How companies can be legal, but unethical

In Chicago Booth event, scholars discuss ‘legal but morally reprehensible’ market exploitation

If something is legal, is it also ethical? Many ask this question when they hear about corporations that find legal loopholes and tax havens.

The University of Chicago Booth School of Business explored this topic in the latest installment of its “A Meeting of the Minds” series, co-sponsored by the Institute on the Formation of Knowledge at UChicago. Hosting two panelists whose books delve into the questions of ethics and legality, the June 15 event—titled “Corporations, Secrecy, and Ethics”—examined offshore deals, money moving in secret, and legal systems built for corporate desires.

“The language that the participants in my book use was ‘legal but morally reprehensible,’” said Kimberly Kay Hoang, associate professor in the Department of Sociology and the College, and director of the global studies program. She’s also the author of the forthcoming book Spiderweb Capitalism: How Global Elites Exploit Frontier Markets (2022).

Hal Weitzman, adjunct associate professor of behavioral science at Booth, is the author of What’s the Matter with Delaware?: How the First State Has Favored the Rich, Powerful, and Criminal―and How It Costs Us All (2022). He said that it’s no longer surprising that corporations hire some of the world’s smartest to find loopholes.

“Many of our brightest people in our society spend their time finding ways for companies to dodge taxes,” Weitzman said. “That’s a little depressing. In classical times, there were people like Pythagoras doing amazing things. And now, Pythagoras is working at a consulting firm, dodging tax.”

At the event—the first held in person at the Gleacher Center in two years—Hoang and Weitzman discussed unethical corporate behavior and how companies could be made to improve.

‘Delaware is everywhere’

In his book, Weitzman wrote about how Delaware, the second-smallest U.S. state, has fewer than 1 million residents but more than 1.6 million registered companies. Companies that have incorporated in Delaware include tech giants such as Google, Amazon and Facebook, as well as subsidiaries for startups based outside of the United States.

“Each of us interacts with a Delaware company multiple times per day,” Weitzman said. “Delaware is everywhere.”

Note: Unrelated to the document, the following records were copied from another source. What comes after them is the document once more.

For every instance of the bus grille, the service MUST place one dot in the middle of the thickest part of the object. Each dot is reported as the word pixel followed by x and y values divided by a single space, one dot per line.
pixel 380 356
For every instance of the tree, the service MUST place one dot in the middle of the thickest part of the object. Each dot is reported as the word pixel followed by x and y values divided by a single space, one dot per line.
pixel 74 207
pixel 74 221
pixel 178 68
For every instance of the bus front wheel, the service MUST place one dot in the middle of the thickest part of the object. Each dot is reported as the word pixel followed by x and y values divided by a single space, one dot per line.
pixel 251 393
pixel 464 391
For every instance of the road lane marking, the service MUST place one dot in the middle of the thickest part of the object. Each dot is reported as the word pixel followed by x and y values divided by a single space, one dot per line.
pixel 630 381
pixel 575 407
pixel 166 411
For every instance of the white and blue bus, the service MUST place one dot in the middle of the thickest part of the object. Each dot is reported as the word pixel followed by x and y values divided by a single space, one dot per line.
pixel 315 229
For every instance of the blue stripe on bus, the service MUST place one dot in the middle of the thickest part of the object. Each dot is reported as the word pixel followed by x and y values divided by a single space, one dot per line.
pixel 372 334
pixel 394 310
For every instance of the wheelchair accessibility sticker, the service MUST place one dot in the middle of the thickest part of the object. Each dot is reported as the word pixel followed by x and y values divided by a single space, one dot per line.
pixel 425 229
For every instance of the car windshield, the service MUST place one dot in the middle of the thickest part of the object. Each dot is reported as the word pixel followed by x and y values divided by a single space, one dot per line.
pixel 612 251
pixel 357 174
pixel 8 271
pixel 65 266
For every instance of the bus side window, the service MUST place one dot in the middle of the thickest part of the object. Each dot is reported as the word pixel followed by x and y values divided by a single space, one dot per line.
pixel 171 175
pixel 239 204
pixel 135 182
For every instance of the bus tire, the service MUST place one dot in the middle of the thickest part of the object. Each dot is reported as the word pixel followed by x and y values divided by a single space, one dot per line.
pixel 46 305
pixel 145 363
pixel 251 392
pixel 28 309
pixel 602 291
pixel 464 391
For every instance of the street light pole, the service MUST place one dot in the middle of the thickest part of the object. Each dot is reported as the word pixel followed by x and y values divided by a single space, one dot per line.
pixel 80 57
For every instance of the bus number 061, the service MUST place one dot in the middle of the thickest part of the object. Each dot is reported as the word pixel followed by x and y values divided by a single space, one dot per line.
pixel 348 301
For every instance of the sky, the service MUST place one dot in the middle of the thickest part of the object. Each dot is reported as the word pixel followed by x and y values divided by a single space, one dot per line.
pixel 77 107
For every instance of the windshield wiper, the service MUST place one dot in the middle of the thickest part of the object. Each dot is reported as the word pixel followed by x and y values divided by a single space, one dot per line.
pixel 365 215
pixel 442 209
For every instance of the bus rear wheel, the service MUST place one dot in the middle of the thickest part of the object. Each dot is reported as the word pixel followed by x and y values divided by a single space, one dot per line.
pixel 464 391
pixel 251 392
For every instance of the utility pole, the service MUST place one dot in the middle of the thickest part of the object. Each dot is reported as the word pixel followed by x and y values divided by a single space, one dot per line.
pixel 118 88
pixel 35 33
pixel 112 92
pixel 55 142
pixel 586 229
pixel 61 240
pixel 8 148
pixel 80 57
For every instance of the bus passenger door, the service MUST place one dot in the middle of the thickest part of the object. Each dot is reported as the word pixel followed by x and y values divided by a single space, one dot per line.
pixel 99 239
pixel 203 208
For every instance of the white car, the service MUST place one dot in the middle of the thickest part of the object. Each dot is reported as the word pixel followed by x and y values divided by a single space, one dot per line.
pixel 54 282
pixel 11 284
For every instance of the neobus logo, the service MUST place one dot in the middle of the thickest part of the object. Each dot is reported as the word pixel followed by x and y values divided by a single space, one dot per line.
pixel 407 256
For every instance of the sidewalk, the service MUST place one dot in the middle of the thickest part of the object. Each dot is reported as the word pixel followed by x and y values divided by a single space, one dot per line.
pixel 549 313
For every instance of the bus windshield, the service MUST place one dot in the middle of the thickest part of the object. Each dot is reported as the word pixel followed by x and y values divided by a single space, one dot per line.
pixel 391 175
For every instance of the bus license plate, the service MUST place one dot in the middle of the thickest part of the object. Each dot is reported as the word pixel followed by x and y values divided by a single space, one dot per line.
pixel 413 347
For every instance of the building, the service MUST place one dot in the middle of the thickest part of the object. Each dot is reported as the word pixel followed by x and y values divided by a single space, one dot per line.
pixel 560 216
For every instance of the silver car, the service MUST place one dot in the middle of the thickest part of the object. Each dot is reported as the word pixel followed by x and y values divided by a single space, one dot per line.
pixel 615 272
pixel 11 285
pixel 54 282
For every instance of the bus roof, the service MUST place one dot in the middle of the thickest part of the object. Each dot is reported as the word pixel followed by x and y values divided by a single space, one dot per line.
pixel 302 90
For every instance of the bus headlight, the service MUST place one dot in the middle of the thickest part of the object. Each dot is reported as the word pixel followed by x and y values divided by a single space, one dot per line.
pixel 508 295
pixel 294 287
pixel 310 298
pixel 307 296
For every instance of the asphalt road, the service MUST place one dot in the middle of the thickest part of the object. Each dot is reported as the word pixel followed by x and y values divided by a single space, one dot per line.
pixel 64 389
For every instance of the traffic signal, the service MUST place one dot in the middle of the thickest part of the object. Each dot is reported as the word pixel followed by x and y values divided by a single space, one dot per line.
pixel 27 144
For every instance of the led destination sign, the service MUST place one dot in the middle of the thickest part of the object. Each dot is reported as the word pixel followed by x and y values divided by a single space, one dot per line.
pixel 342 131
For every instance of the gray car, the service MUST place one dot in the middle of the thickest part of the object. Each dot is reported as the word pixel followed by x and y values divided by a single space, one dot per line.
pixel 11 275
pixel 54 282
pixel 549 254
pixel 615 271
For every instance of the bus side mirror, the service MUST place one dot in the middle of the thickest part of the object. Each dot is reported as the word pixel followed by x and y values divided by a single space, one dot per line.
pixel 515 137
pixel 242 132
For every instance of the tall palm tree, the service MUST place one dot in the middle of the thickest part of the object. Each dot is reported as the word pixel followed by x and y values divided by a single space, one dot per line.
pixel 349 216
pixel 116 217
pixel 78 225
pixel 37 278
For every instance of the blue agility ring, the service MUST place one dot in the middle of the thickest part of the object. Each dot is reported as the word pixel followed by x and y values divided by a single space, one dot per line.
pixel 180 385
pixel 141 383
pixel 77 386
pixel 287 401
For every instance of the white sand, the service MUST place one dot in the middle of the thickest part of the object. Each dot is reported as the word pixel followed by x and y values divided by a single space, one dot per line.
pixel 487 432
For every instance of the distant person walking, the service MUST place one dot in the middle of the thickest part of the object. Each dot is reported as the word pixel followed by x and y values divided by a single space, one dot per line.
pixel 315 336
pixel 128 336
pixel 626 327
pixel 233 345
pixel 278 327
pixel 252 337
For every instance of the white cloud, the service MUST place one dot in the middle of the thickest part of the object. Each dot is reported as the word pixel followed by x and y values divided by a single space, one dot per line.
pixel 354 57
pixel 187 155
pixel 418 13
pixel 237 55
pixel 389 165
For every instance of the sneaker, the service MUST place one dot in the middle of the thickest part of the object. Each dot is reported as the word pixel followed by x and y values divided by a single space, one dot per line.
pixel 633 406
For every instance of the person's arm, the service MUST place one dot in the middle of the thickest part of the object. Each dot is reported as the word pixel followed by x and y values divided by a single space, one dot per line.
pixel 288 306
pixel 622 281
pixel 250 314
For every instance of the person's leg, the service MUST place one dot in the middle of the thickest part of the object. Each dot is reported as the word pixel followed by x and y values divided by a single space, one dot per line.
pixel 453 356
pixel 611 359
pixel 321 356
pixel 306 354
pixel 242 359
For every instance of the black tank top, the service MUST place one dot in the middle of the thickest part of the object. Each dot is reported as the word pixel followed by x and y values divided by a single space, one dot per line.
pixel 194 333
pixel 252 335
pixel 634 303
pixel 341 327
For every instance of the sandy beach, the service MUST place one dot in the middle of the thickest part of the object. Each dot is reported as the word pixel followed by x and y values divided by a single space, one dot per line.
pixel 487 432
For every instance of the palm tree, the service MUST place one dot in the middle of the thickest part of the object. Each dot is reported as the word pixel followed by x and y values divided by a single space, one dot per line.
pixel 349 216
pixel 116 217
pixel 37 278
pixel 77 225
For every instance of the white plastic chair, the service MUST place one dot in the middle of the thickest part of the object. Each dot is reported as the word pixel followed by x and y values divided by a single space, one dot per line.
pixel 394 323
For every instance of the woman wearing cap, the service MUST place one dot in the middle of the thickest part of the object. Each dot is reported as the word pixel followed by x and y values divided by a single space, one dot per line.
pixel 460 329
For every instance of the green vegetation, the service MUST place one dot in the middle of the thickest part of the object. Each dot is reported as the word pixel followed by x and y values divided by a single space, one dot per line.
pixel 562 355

What explains this phenomenon? Some say that it’s because Delaware’s process is fast and efficient, Weitzman said—it can take less than half an hour to incorporate a company. Others say that it’s because taxes are lower there, while others say that Delaware is simply an established, unquestioned part of the corporate system.

Individuals who incorporate companies in Delaware can essentially remain anonymous, which has led to cases of money laundering, drug trafficking, and child sex trafficking, Weitzman said.

“It doesn’t take a lot of imagination to see that these company structures can be used for nefarious ends,” he added. “And of course, they enjoy all the legal protections of the United States.”

Then there are the instances of using Delaware to dodge taxes. In one recent example, Weitzman said that Home Depot transferred its trademarks to a newly created Delaware holding company, then paid that company for the use of its trademarks. And that tells part of the tale of the cost to this process, Weitzman said—other states lose billions of dollars in taxes.

A false division

Hoang traveled 350,000 miles and interviewed more than 300 people for her book, interviewing high-net-worth individuals and those who manage their money. She found it to be a misconception that developing markets are corrupt whereas developed economies are clean. Instead, she said, the line is blurry.

Many of the investments Hoang researched in countries such as Vietnam were subsidiaries of other entities in Hong Kong or Singapore, which were subsidiaries of entities in Panama or Seychelles, all of which seemed to point back to the United States—specifically, to companies incorporated in Delaware.

“Part of the argument for Spiderweb Capitalism is that illicit, licit, first world, third world—they’re all interconnected in these webs now,” Hoang said. “I think it’s really interesting how we think of the United States, then, as a Western, transparent, democratic society, but all roads lead to Delaware in some sense.”

What must change?

Moderator Bethany McLean, a contributing editor at Vanity Fair and cohost of Booth’s Capitalisn’t podcast, asked Hoang and Weitzman what they’d change about corporate ethics if they ruled the world for a day.

Hoang said that she’d want the most talented students to work on the side of regulators and help develop strong systems to hold firms accountable. Most people are recruited to lucrative careers doing the opposite of that. “We just need to have talent going in this other direction too,” Hoang said.

Weitzman said that he would end corporate anonymity. Congress took a step toward this in 2020 when it passed the Corporate Transparency Act, which means every company in the United States will eventually have to disclose its true owners to a financial crimes unit in the U.S. Treasury. But the registry won’t be public, he said, and the unit itself is understaffed.

“Transparency aids capital formation, transparency aids price discovery, and it aids good supervision of markets, which is good for financial markets,” Weitzman said. “It’s good for capitalism. ... I would end all corporate anonymity and make the information freely available and machine readable so people can spot patterns and find out what’s actually happening in the corporate world.”